Researchers from Penn Medicine and Children’s Hospital of Philadelphia have fixed a lethal mutation in the prenatal mouse models of a rare pulmonary disease. The hope is that the approach of in utero editing described in Science Translational Medicine will work for other congenital lung diseases as well.
I asked one of the corresponding authors, Edward Morrison, scientific director of the Penn’s Institute for Regenerative Medicine, to explain what they have done and what to expect next. See Q&A below.
Why did you choose surfactant protein C deficiency (SFTPC) as a proof of concept? Why not cystic fibrosis (CF)?
EM: The SFTPC I73T mutation was picked for the following reasons: 1) It is the most common SFTPC mutation in humans and causes a spectrum of diseases including neonatal respiratory distress and 2) The SFTPC gene itself is not essential for lung function and thus we could use non-homologous end joining as a way to rescue the disease caused by the mutation. Cystic fibrosis is a disease of the larger airways in humans and mice do not have significant respiratory disease even when they contain CF mutations.
Why is it so hard to succeed with gene therapy when we come to CF?
EM: CF is caused by mutations in the CFTR gene which is important for the function of the large airways.
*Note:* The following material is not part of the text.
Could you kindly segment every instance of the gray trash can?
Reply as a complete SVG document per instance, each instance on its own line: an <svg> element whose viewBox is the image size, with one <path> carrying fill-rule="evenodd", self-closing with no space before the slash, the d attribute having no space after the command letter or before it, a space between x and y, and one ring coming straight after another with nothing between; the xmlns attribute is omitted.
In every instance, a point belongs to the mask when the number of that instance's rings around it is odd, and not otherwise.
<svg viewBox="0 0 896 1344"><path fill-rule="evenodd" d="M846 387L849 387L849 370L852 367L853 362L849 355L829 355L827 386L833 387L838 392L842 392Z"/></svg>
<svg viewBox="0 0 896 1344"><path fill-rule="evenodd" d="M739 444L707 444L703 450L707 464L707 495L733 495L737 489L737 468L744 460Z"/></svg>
To correct the CF mutations found in humans, the basal cell, which is found embedded deep within the epithelial layer of the large airways, will need to be efficiently targeted. There are many barriers to doing this so it has remained difficult for gene therapy including CRISPR editing to work.
Do you think human fetuses should be routinely screened for lung diseases in the future?
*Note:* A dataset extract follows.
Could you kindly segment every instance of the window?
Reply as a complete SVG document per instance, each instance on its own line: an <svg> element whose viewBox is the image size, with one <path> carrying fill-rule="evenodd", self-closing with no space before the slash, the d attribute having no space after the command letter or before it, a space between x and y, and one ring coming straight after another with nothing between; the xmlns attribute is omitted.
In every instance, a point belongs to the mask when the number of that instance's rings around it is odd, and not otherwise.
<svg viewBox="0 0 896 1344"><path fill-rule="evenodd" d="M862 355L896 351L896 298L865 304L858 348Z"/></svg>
EM: If this technique can be optimized for human use, then it might be clinically relevant to screen for monogenic lung diseases.
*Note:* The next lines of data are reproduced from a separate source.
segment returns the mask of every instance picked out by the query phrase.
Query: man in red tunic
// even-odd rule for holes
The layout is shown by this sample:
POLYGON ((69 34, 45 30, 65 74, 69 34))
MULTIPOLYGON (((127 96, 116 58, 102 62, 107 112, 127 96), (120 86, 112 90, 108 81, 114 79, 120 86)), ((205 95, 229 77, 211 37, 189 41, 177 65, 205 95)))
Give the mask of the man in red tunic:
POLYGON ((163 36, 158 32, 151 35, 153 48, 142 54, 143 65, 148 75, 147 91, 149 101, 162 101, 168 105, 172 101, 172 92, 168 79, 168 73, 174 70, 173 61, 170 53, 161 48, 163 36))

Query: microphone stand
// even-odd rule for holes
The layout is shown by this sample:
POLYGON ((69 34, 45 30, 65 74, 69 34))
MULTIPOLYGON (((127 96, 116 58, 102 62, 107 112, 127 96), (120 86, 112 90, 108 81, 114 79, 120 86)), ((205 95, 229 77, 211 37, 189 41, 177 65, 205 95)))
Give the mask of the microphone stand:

Do your results offer any hope for gene therapy in infants?
EM: We are of course hopeful that this will one day lead to a new therapeutic approach, but as this is a proof of principle study there are still many steps before this can happen.
Is in vivo editing the only available option for editing lung diseases in your opinion?
EM: There are efforts to replace damaged or lost cells in the lung with lung cell types generated in a dish from pluripotent stem cells. As with many of these efforts, such studies are still in their infancy and will require much additional work.
What vectors do you expect to work better for lung diseases?
EM: I think everyone in the field hopes that there will be non-viral approaches as the use of viruses is not optimal. However, viral transduction of CRISPR reagents remains the most efficient method to date.